First, as I have pointed out in earlier posts, we actually have no data to demonstrate that the education that for-profits provide is less effective than that at non-profits. For simplicity, I am willing to stipulate that the education provided at the top 200 of the approximately 4000 accredited non-profit colleges is superior to that provided at any of the non-profits, although there is no data to support that stipulation. However, I believe that a large fraction of the for-profits provide an education that is equal or superior to that provided by a similarly large fraction of the remaining 3800 accredited non-profit colleges. Many of the for-profits simply spend more developing courses, bringing in advanced pedagogy, and evaluating student outcomes than do most of the non-profits. So, there is no a priori reason to believe that the Wal-Mart students will be cheated in the quality of their instruction.
Secondly, while there is no doubt that at this time degrees from most for-profit institutions generally are viewed less favorably than degrees from most non-profit institutions, there are reasons to believe that view may be changing.
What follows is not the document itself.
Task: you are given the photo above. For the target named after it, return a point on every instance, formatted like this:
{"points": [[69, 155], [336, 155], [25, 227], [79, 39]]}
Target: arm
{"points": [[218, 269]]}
In reality, many corporations are working with major for-profit higher education providers to offer advanced opportunities to their employees, including degree programs. For example, both Kaplan University and the University of Phoenix have programs focusing on this market. This has numerous consequences. Perhaps most importantly, the sheer number of students in this group assures that graduates of for-profit universities increasingly will be moving into responsible managerial positions in corporations all across America. As more of these graduates move into positions of responsibility, they will increase the respectability and brand value of the degrees. As some of the successful graduates move to other companies, they will take a respect for the brand with them to the new company. Equally significant, in companies that have such education programs, HR offices clearly will treat candidates with degrees from for-profit universities more positively.
The Wal-Mart program, because of its potentially very large number of students and the visibility of the employer, looks suspiciously like a significant step forward in the evolution of for-profit higher education as a disruptive innovation ( as described by Christensen.)